Faz parte do livro póstumo Estâncias de Arte e Saudade (1921).

o incipit: «O castelo de Alvito fica numa das pontas da vila, em terreno não acidentado, e é na sua projecção horizontal um quadrilátero, com quatro torres redondas nas esquinas.»

ficha
Autor: Fialho de Almeida
título: Em Alvito o Castelo
apresentação: José António Lopes Guerreiro
prefácio: Joaquim Palminha Silva
edição: Câmara Municipal de Alvito
local. Alvito
ano: 1999
impressão: Gráfica amdb
págs. 47
tirágem: 1000

segunda-feira, 7 de março de 2016

microleituras

A partir do livro póstuno de Eça de Queirós, O Egipto -- Notas de Viagem, e de dispersos vários sobre o o país dos faraós e das pirâmides, procurei perceber as razões dessa viagem, feita em 1869, a propósito da inauguração desse prodígio da engenharia que foi o Canal do Suez, motivação que espero ter mostrado que ia muito para além duma experiência mundanal forte; insiro o querido Eça na sua linhagen orientalista; anoto as descrições de Alexandria e do Cairo; e procuro contextualizar as ténues relações Portugal-Egipto nesse período. Foi um dos estudos que mais prazer me deu realizar, e talvezmerecesse ser conhecido por cá.

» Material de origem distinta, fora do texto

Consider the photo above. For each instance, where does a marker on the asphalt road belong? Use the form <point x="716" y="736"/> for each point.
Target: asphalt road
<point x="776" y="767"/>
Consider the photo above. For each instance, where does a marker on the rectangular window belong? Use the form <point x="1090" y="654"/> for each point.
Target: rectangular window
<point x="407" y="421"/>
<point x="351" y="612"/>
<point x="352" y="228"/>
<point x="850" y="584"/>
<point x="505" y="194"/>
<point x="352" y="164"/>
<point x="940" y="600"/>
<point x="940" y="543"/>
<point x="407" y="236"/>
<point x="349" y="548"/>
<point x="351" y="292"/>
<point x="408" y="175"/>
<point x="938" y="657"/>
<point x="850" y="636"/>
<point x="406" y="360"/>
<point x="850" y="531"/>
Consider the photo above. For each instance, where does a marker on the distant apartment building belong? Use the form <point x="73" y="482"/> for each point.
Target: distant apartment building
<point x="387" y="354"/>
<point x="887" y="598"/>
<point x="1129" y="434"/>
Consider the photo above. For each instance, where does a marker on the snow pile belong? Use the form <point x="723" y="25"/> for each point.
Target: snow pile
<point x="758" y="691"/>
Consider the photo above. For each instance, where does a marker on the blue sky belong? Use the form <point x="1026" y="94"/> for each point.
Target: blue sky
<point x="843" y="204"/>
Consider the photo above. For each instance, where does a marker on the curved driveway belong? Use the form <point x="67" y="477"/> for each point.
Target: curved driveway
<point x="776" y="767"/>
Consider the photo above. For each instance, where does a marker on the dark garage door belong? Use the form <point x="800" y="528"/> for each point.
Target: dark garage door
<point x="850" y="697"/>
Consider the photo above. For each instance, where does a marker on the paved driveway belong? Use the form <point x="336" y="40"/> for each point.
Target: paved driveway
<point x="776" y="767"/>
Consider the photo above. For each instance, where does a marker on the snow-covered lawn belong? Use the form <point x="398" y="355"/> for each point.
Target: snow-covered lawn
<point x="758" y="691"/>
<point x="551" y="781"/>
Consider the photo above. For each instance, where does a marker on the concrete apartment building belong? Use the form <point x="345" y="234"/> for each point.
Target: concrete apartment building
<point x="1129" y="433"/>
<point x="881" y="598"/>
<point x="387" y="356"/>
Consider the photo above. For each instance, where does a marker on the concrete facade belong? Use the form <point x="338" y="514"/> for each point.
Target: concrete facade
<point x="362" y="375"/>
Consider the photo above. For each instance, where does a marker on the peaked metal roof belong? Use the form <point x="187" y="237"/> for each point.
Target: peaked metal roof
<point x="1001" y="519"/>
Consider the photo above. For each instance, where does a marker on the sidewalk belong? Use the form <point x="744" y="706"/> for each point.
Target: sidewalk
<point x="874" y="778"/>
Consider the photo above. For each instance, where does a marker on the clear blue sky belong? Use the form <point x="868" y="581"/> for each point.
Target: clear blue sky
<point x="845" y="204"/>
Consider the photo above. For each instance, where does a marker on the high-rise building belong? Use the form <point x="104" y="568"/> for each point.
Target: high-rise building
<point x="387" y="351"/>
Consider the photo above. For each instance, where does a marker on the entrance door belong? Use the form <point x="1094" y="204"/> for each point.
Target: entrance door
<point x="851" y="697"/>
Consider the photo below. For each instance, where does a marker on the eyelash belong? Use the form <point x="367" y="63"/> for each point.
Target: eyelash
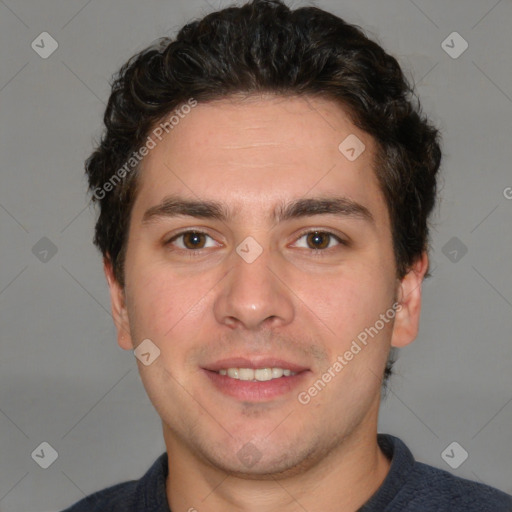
<point x="313" y="252"/>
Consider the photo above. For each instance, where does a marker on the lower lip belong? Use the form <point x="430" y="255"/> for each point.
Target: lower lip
<point x="249" y="391"/>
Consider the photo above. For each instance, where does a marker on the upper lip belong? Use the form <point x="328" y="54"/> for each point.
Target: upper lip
<point x="254" y="362"/>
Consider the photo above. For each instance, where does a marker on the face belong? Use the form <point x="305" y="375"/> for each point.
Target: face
<point x="283" y="263"/>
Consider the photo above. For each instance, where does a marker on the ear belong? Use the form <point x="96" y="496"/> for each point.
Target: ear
<point x="118" y="304"/>
<point x="407" y="319"/>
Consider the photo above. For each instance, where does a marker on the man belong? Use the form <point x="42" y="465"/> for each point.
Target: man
<point x="264" y="184"/>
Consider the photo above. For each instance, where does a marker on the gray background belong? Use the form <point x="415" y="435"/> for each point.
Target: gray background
<point x="63" y="378"/>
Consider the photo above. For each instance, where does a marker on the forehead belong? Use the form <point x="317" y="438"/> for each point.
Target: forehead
<point x="260" y="151"/>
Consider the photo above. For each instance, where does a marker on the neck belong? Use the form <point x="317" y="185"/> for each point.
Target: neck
<point x="342" y="480"/>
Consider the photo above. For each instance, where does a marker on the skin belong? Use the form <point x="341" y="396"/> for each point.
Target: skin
<point x="252" y="154"/>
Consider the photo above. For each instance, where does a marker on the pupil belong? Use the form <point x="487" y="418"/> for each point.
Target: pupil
<point x="316" y="238"/>
<point x="192" y="240"/>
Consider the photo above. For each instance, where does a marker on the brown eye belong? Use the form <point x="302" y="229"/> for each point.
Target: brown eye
<point x="318" y="240"/>
<point x="193" y="240"/>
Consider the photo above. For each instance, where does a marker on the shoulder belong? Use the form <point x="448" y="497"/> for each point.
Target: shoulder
<point x="444" y="491"/>
<point x="148" y="493"/>
<point x="118" y="498"/>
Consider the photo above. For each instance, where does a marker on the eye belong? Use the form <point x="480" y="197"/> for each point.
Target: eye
<point x="191" y="240"/>
<point x="319" y="240"/>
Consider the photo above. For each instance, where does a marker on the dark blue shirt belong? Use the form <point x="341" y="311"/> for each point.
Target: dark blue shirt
<point x="409" y="486"/>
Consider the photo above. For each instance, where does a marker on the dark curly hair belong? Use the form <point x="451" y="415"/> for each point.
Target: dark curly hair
<point x="265" y="47"/>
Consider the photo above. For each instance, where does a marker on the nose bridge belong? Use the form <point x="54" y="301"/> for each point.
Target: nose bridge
<point x="252" y="294"/>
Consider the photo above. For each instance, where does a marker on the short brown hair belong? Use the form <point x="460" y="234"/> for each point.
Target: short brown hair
<point x="264" y="46"/>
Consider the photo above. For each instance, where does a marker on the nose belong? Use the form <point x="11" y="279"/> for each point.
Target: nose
<point x="254" y="295"/>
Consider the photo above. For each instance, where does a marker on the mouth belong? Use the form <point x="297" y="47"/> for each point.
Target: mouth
<point x="255" y="380"/>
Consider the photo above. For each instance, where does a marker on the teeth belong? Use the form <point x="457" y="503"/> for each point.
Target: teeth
<point x="259" y="374"/>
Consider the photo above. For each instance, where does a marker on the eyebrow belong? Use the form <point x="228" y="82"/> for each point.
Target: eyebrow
<point x="174" y="206"/>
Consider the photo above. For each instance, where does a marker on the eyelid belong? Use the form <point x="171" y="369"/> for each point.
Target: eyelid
<point x="306" y="231"/>
<point x="168" y="241"/>
<point x="324" y="231"/>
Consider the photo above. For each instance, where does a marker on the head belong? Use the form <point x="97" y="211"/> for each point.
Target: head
<point x="244" y="115"/>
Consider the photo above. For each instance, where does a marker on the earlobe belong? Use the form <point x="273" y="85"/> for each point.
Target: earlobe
<point x="118" y="305"/>
<point x="407" y="318"/>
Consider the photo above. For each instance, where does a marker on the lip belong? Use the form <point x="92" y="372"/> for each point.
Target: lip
<point x="254" y="363"/>
<point x="260" y="391"/>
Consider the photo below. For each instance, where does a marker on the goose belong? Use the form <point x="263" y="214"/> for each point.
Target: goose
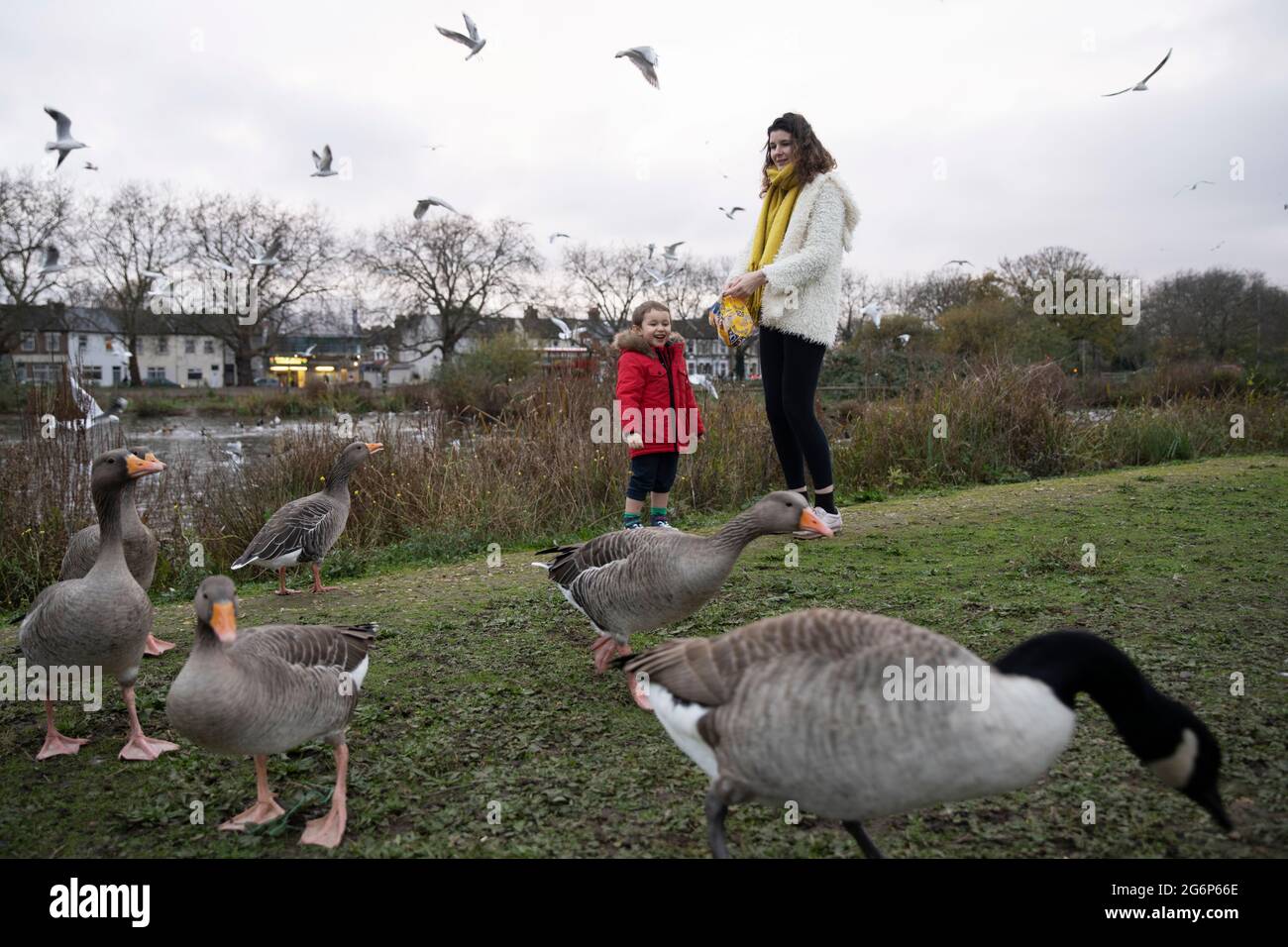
<point x="261" y="690"/>
<point x="304" y="530"/>
<point x="814" y="706"/>
<point x="636" y="579"/>
<point x="141" y="552"/>
<point x="102" y="620"/>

incipit: Eça de Queirís chegou a Lisboa, "bacharel e ocioso! -- como escreveu Fialho d'Almeida (Fialho d'Almeida, 1969, p. 105) -- com 21 anos, saído das pugnas políticas e estéticas de Coimbra, da contestação ao reitor da Universidade, Basílio de Sousa Pinto, atravessando a Questão Coimbrã -- que foi, só, a grande fractura literária do século.»

ficha: 
Autor: Ricardo António Alves
título: Eça do Egipto
separata: Taíra - Revue du Centre de Recherche et d'Etudes Lusophones et Intertropicales, n.º 11
edição: Université Stendhal
local: Grenoble
ano: 2001
págs. 36
 


terça-feira, 1 de março de 2016

caracteres móveis: o Lourenção andava a pedi-las

«Fui a casa de Lourenção matá-lo.
Pereira estremeceu, o velho ergueu os olhos devagar:
-- Quem dera!
Leandro emborcou o copo, passou as costas da mão pela boca e tornou a afirmar, apontando o cacete ensanguentado:
-- Matei-o!
A voz de Leandro foi firme, os seus olhos estavam coberto de uma névoa de lágrimas. Os outros olharam, o velho cuspiu, dizendo:
-- Não merece a pena chorar.
Pereira ajuntou:
-- Lourenção andava a pedi-las. Aposto que não tem um padre nosso por alma!